INTRODUCTION: Electron microscopy has been for decades a basic morphological method still used in diagnostic protocols of some pathological conditions affecting the ultrastructure of cells and extracellular matrix. The aim of this study was an ultrastructural description of gingiva of patients with Hunter syndrome and hereditary gingival fibromatosis.
PATIENTS AND METHODS: Gingival biopsies were obtained during surgical periodontal treatment from a 9-year-old boy with Hunter disease (with enzyme replacement therapy with recombinant human idursulphase) and a 15-year-old girl with hereditary gingival fibromatosis. Gingival samples obtained from the upper anterior region were processed and examined with transmission electron microscope.

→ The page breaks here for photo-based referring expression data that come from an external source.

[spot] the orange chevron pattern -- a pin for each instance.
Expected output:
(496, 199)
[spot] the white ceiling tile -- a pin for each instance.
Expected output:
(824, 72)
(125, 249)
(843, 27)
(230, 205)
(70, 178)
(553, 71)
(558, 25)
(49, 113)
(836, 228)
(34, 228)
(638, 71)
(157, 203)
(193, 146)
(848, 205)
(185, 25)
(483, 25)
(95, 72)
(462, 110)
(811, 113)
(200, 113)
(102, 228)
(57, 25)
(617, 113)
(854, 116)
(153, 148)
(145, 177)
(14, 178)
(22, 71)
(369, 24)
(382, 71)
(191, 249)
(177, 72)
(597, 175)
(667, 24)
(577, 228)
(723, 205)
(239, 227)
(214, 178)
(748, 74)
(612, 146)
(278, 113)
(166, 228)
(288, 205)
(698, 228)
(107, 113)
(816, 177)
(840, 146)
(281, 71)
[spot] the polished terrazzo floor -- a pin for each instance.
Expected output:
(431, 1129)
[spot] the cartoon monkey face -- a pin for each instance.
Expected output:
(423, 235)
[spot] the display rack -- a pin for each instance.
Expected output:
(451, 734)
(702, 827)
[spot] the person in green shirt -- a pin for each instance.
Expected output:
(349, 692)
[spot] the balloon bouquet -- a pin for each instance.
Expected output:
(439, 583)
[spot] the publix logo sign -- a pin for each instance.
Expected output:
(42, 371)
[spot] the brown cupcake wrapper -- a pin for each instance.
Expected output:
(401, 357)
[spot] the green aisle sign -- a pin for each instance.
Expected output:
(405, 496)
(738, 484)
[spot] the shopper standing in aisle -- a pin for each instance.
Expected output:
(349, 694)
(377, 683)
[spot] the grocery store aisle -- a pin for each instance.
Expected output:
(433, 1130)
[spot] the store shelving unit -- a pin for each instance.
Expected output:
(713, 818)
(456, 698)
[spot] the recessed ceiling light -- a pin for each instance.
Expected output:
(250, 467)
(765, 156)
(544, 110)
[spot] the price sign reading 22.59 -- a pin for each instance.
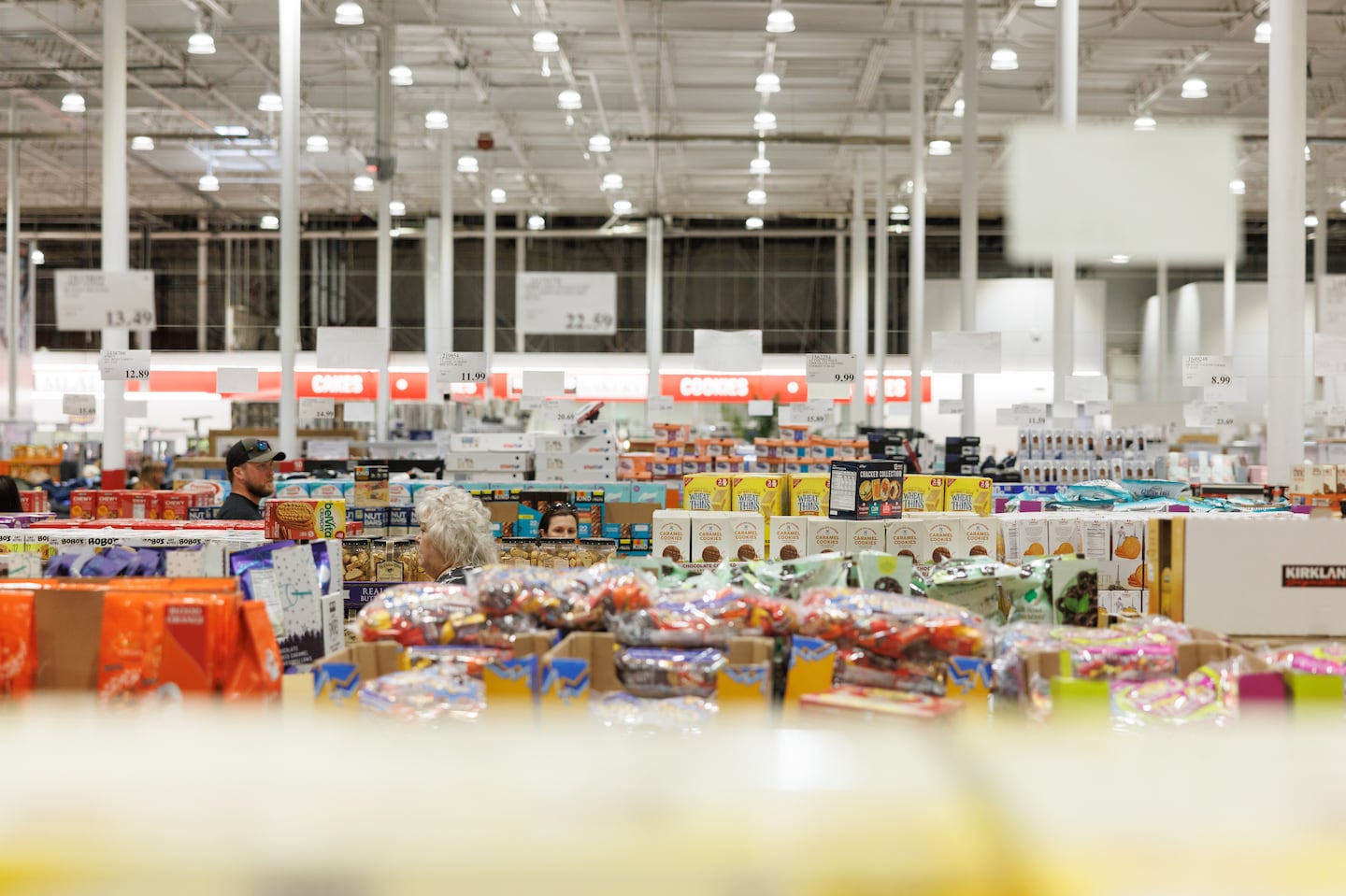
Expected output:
(566, 303)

RESULTS: In the case of Hunter syndrome due to the genetic lack of one lysosomal enzyme, an intercellular accumulation of glycosaminoglycans occurs. Within the gingiva of a patient with Hunter syndrome we observed membrane-bound storage vesicles in the cytoplasm of fibroblasts, endothelial cells of capillaries, surface epithelial cells, mast cells, and macrophages. Despite a long-term enzyme replacement therapy which improves clinical manifestations of Hunter syndrome, on the cellular level we still found marked accumulations of glycosaminoglycans in the cytoplasm of different cells as well as in the extracellular matrix. Hereditary gingival fibromatosis is a benign, slowly progressive and non-inflammatory gingival enlargement with a predominance of randomly oriented collagen fibrils in the gingival lamina propria. Some of these fibrils exhibited loops. Another unusual ultrastructural finding is the presence of empty perinuclear space in the cytoplasm of epithelial cells. The origin and significance of these non-membrane bound spaces are unknown.
CONCLUSION: In both genetically determined diseases, the electron microscopic examination may be useful, and physicians get relevant information about the progress of illness.